Bei OpenAI zeigten sich die Auswirkungen begrenzt, aber dennoch ernst. Nur zwei Mitarbeitergeräte wurden infiziert, doch diese hatten Zugriff auf mehrere interne Source-Code-Repositories. Die Angreifer konnten zwar begrenzte Anmeldeinformationen exfiltrieren, nicht aber größere Mengen an Code oder Kundendaten. Das Unternehmen betont: “Wir haben bestätigt, dass nur begrenzte Authentifizierungsmaterialien aus diesen Code-Repositories erfolgreich exfiltriert wurden und dass keine anderen Informationen oder Code beeinträchtigt wurden.”

Besonders kritisch war die Exfiltration von Code-Signing-Zertifikaten für mehrere Plattformen. OpenAI handelte schnell und revozierte diese Zertifikate, re-signierte alle betroffenen Anwendungen und führte eine vollständige Überprüfung aller Notarisierungen durch. Das Unternehmen fand keine Hinweise auf unauthorized Software-Signaturen oder Kompromittierungen bestehender Installationen.

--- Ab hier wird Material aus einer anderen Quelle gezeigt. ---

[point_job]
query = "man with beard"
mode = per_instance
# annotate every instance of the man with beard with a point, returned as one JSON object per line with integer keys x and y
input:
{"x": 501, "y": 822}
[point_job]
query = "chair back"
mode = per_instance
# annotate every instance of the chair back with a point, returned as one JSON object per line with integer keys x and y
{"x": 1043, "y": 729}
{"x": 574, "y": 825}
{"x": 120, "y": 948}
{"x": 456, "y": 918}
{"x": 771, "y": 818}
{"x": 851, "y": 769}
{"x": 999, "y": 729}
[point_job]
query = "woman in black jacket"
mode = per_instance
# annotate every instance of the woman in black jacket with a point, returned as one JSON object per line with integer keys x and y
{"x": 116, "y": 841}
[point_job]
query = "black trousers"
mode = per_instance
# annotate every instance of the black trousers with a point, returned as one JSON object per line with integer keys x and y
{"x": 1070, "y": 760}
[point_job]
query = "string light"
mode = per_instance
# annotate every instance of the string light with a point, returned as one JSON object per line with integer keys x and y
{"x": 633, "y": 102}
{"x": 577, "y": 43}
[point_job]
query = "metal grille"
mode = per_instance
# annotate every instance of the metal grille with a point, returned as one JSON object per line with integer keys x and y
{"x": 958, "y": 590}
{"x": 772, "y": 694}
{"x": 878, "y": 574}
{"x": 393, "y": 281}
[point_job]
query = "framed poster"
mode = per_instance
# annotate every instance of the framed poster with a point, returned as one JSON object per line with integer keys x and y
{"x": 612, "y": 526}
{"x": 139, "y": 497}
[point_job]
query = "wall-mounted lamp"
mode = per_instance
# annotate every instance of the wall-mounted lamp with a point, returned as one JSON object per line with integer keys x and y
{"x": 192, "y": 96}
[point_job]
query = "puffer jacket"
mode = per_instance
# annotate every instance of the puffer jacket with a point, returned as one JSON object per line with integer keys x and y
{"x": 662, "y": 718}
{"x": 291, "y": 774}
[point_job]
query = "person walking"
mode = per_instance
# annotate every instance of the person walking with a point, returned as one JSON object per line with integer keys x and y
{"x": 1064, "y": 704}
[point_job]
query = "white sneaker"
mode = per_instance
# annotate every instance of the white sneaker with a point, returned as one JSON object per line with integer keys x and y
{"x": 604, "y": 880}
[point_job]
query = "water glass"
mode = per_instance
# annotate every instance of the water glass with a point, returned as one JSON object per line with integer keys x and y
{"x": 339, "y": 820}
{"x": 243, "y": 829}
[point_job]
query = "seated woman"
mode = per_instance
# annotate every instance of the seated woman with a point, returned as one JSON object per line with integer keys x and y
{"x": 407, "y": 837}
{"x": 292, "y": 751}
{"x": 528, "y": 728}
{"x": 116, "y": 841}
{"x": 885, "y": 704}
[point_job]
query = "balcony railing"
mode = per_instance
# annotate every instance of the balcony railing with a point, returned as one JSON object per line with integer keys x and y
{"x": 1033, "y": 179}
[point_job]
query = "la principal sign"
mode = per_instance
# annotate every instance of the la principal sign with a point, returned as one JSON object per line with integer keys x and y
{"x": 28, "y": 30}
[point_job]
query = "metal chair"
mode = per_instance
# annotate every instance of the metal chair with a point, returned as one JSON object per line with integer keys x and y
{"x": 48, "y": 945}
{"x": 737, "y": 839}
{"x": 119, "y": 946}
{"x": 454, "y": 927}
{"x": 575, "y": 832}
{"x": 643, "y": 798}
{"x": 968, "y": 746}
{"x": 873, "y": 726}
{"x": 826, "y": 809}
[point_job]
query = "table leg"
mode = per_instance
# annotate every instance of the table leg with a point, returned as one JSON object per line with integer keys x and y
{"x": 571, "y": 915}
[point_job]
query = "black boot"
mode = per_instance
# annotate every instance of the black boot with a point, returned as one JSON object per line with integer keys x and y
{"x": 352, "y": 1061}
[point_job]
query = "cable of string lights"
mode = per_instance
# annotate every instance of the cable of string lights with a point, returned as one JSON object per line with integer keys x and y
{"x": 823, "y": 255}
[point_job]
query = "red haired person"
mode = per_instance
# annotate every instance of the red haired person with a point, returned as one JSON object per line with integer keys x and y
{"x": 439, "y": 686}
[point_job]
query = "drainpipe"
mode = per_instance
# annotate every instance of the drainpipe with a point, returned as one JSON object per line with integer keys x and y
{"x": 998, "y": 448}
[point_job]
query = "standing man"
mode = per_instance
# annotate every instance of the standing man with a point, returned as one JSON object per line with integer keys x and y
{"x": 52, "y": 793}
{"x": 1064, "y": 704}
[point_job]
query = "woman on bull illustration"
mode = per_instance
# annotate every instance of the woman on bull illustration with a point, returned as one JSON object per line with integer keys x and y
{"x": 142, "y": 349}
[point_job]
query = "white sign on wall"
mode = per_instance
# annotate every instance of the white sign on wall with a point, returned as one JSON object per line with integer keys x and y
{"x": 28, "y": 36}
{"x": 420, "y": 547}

Für macOS-Nutzer bedeutet dies eine Neuerung: OpenAI teilte mit, dass die Aktualisierung neuer Sicherheitszertifikate erforderlich ist. Alle macOS-Anwendungen müssen bis zum 12. Juni 2026 auf die neuesten Versionen aktualisiert werden, danach erhalten diese Produkte möglicherweise keine Updates mehr. Diese Maßnahme soll verhindern, dass Angreifer gefälschte Anwendungen mit den gestohlenen Zertifikaten verbreiten.

Der Sicherheitsvorfall offenbart auch ein organisatorisches Problem: OpenAI befand sich zum Zeitpunkt des Angriffs mitten in der Umstellung auf verbesserte Sicherheitskonfigurationen – ein Prozess, der nach dem Axios-Angriff im März eingeleitet worden war. Da diese Umstellung in Phasen erfolgte, waren die beiden betroffenen Mitarbeitergeräte noch nicht mit den neuen, schützenden Konfigurationen ausgestattet worden, die schädliche Pakete blockiert hätten.

Für die deutsche Cybersicherheitslandschaft ist dieser Fall instruktiv. Das BSI empfiehlt Unternehmen, ihre Abhängigkeitsmanagement-Prozesse zu überprüfen und regelmäßige Sicherheitsaudits durchzuführen. Besonders in der DSGVO-regulierten deutschen und europäischen Wirtschaft müssen Organisationen bei derartigen Vorfällen prüfen, ob Meldepflichten ausgelöst werden – auch wenn, wie bei OpenAI, keine Kundendaten direkt betroffen sind.